BlockRenderLayerMap does not support custom render layers
Pyrofab opened this issue ยท 3 comments
If BlockRenderLayerMap#putBlock
is called with a render layer that is not used with blocks in vanilla, the game eventually crashes with an NPE in ChunkBuilder#render
. This seems to happen because BlockBufferBuilderStorage
builds its own Map<RenderLayer, BufferBuilder>
before client initializers are called, resulting in it only having buffer builders for vanilla block render layers.
One solution would be to update the latter alongside RenderLayers.BLOCKS
in our BlockRenderLayerMap
implementation.
Minimal code:
public void onInitializeClient() {
BlockRenderLayerMap.INSTANCE.putBlock(Blocks.GRASS_BLOCK, RenderLayer.getEntityGlint());
}
Crash report: https://gist.github.com/Pyrofab/f2524f9b77db0e62bdfd993b16908aa4
The problem is much deeper than ChunkBuilder. The four terrain rendering layers are hard-coded into WorldRenderer. The translucent layer in particular requires special casing in multiple locations.
And if more than one translucent-like layer were to exist all quads from such layers must be rendered sorted back-to-front independent of render layers. This greatly complicates chunk buffering and drawing and will kill performance if many alternating blocks with different layers occur in the same chunk due to frequent GL state changes. A consolidated translucency shader may help here but that goes way beyond Fabric API scope and could still be problematic for performance .
Even limiting the feature to non-blended layers would require big changes to chunk buffering and drawing.

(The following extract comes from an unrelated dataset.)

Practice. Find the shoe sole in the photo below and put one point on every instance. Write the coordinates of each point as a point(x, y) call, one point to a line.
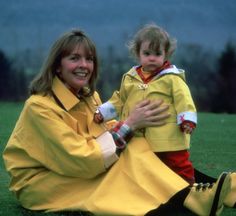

FREX/Canvas V0 allow this behavior via custom per-material shaders as an extension of RenderMaterial. FREX also allows renderers to implement and expose special materials with namespaces identifiers to provide access to effects while hiding the implementation.
V1 may allow for some Gl state changes like those in RenderLayer (setting up decal rendering, for example, would be nice) but given how brittle and dangerous direct render state changes can be it's more likely to be abstracted somehow.
Even these lesser features of named materials and/or abstracted state changes limited to non-translucent layers are probably well beyond the scope of the default renderer. When I imaging getting something like that into a shape that is compact and clean enough to fit into official API I am filled with dread.